The streaming implementation does not take in account that a token may be split across two chunks

agladysh commented 1 year ago

Consider this code in the nearleyc implementation: https://github.com/kach/nearley/blob/master/bin/nearleyc.js#L29

It feeds the fs stream via a StreamWrapper instance to the parser's feed() function as is.

The Parser.feed() implementation calls lexer.reset() with the new chunk.

If the fs stream splits a token between two chunks, and we're lucky we will get a lexer error either at the end of the previous chunk, or at the beginning of the next chunk. (Otherwise the result is valid, but may not be what the user expects, as two tokens instead of one appear silently in the result.)

Ideally, the fs streams should be handled on lexer level, not on parser level. Barring that, the easiest solution, probably, would be to drop streaming support, at least in nearleyc, and deprecate the usage of streaming in the API.

In practice, this issue affects users with longer grammars with longer symbol names.

Here is the code to reproduce (probably can be whittled down to something simpler):

gen-long-grammar.ts

process.stdout.write(`
grammar ->
`);

const rules = [ 'FOO', 'FOOBAR', 'FOOBARBAZ', 'FOOBARBAZQUO' ].map(rule => rule + '_' + 'X'.repeat(100));

for (let i = 0; i < 400; ++i) {
  process.stdout.write(i === 0 ? ' ' : '|');
  for (let j = 0; j < (Math.random() * 50 | 0) + 1; ++j) {
    process.stdout.write(' ');
    if (j > 0) {
      process.stdout.write('" " ');
    }
    process.stdout.write(rules[rules.length * Math.random() | 0]);
  }
  process.stdout.write('\n');
}

for (const rule of rules) {
  process.stdout.write(`\n${rule} -> "${rule}"`);
}

process.stdout.write('\n');

Running this

npx tsx gen-long-grammar.ts | npx nearleyc

Results in an error similar to this:

Unexpected word token: "XXXXXXXXXXXXXXXXXXXXXXXXXXXXXXXXXXXXXXXXXXXXXXXXXXXXXXXXXXXXXXXXXXXXXXXXXXXXXX". 
Instead, I was expecting to see one of the following:
<...>

naraen commented 1 year ago

One way to fix ... Parser already expects production rules to be delimited by newline. Parser.feed() could stash the characters in the chunk that are not terminated by newline and prepend it to the next chunk for processing.

Making the below change at https://github.com/kach/nearley/blob/master/lib/nearley.js#L279, works for your grammar.
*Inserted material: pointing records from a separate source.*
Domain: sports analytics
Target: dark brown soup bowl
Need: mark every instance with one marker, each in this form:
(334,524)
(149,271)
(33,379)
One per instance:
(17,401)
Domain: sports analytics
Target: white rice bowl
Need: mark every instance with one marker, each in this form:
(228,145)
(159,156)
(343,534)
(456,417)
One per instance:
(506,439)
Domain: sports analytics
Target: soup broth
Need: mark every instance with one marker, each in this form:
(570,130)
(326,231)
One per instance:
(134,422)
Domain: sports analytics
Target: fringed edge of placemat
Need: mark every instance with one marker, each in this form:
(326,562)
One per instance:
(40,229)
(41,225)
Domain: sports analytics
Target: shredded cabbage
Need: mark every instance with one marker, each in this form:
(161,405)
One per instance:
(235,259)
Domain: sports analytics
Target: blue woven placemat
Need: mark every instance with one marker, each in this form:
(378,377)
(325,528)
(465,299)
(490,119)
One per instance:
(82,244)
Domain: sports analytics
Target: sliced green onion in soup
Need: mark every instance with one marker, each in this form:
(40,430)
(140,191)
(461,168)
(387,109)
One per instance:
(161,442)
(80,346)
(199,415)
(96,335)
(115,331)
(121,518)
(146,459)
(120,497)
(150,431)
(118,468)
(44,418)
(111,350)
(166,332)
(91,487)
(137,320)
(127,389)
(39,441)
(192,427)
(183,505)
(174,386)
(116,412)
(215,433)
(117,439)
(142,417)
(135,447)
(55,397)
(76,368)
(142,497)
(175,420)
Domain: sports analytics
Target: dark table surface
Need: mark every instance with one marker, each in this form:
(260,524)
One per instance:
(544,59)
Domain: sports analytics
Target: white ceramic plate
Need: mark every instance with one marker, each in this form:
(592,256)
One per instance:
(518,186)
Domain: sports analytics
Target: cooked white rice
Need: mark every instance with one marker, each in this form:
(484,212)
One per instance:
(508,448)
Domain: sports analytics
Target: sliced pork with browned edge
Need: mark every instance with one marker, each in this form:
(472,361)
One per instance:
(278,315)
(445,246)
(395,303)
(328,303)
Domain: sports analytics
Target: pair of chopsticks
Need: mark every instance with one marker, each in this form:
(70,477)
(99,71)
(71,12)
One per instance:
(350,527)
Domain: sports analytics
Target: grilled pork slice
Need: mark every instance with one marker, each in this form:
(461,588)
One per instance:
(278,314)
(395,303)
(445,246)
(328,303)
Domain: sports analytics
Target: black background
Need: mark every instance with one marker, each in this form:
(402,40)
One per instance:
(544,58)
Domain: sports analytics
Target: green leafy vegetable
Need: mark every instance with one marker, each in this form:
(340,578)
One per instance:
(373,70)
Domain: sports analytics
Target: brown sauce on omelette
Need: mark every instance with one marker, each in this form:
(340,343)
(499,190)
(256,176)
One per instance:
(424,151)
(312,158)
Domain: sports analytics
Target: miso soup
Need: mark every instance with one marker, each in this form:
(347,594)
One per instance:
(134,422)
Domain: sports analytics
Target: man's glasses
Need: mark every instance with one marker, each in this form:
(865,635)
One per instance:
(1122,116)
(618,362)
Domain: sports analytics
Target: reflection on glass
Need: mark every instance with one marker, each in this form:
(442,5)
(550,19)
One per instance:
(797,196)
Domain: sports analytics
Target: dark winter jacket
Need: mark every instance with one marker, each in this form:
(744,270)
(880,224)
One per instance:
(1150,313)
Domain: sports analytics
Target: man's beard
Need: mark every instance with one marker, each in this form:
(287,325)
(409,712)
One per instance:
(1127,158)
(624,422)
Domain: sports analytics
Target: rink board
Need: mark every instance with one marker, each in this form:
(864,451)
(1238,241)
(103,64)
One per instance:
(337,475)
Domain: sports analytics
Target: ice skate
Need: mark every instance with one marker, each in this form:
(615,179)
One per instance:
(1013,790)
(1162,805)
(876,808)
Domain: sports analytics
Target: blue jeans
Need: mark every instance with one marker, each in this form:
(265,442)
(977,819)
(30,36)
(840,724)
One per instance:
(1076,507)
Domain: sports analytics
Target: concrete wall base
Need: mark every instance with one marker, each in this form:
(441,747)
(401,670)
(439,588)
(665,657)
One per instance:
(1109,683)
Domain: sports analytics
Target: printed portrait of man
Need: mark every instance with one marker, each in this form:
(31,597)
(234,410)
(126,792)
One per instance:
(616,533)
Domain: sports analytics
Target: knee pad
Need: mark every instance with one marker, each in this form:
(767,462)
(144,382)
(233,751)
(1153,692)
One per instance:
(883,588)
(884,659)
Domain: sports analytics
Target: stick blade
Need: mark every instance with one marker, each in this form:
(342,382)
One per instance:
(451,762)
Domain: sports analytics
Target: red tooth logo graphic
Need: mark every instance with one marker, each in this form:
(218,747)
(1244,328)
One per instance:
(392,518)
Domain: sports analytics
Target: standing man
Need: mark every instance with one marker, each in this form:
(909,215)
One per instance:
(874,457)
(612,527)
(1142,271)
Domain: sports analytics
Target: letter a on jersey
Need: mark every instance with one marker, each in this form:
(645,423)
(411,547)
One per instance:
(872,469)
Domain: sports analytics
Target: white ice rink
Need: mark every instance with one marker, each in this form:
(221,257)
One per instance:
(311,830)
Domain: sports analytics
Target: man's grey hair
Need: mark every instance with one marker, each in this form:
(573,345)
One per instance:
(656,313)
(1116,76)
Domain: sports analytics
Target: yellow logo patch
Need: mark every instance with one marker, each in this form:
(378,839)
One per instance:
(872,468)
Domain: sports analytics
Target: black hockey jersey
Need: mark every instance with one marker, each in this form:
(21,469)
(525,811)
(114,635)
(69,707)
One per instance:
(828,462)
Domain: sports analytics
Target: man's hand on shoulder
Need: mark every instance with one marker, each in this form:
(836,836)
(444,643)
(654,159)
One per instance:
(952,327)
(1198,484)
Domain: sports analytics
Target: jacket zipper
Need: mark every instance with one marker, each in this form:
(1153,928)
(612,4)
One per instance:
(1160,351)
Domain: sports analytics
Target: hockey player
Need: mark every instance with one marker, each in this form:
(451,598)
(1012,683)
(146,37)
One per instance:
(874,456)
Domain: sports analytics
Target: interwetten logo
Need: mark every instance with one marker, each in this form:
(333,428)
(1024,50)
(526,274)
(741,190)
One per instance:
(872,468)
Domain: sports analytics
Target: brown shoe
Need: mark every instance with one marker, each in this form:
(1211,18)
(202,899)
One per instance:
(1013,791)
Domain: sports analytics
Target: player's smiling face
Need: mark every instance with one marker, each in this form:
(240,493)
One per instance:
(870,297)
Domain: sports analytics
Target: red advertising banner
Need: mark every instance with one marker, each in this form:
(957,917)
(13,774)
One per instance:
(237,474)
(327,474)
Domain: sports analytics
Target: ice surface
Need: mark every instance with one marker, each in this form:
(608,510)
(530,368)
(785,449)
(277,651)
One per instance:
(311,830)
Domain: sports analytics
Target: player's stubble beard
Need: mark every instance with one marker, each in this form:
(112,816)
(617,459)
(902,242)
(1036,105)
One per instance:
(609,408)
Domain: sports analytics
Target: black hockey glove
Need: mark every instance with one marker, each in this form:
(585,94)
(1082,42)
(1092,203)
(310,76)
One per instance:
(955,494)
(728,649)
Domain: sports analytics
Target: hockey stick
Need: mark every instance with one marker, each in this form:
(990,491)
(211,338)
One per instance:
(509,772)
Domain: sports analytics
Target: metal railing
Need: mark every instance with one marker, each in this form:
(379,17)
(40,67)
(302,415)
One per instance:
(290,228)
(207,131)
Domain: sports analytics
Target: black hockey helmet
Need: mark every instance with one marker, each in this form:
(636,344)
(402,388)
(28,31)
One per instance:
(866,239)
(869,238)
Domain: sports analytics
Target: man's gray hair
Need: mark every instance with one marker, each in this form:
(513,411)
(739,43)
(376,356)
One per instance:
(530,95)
This should work without additional ripple effects, since nearleyc appends a newline at the end of the feed for good measure - https://github.com/kach/nearley/blob/master/bin/nearleyc.js#L31.

    var tailPrevChunk='';
    Parser.prototype.feed = function(chunk) {
        var idxLastNewline = chunk.lastIndexOf('\n');
        if (idxLastNewline === -1 ){
            tailPrevChunk += chunk;
            return;
        }

        var alteredChunk = tailPrevChunk + chunk.substring(0,idxLastNewline);
        tailPrevChunk= chunk.substring(idxLastNewline);

        var lexer = this.lexer;
        lexer.reset(alteredChunk, this.lexerState);

         . . .

Having shared that. It is worth debating if supporting an arbitrarily long production rule is a good idea. Seems to me, having a defined max length is a good idea.

agladysh commented 1 year ago

@naraen Thank you, it is a good idea. This will likely fix parsing longer .ne files, but will this fix arbitrary user data with a Parser that nearleyc compiled?

One can imagine a valid data format without any newlines (or even set delimiters). For such corner cases, though, we may let the user configure when to stop working with the current chunk.

naraen commented 1 year ago

Agreed. This isn't the right location in the code flow for the fix. I wanted to do a quick proof. Wondering ... https://github.com/kach/nearley/blob/master/lib/stream.js#L14-L15 might be a better place?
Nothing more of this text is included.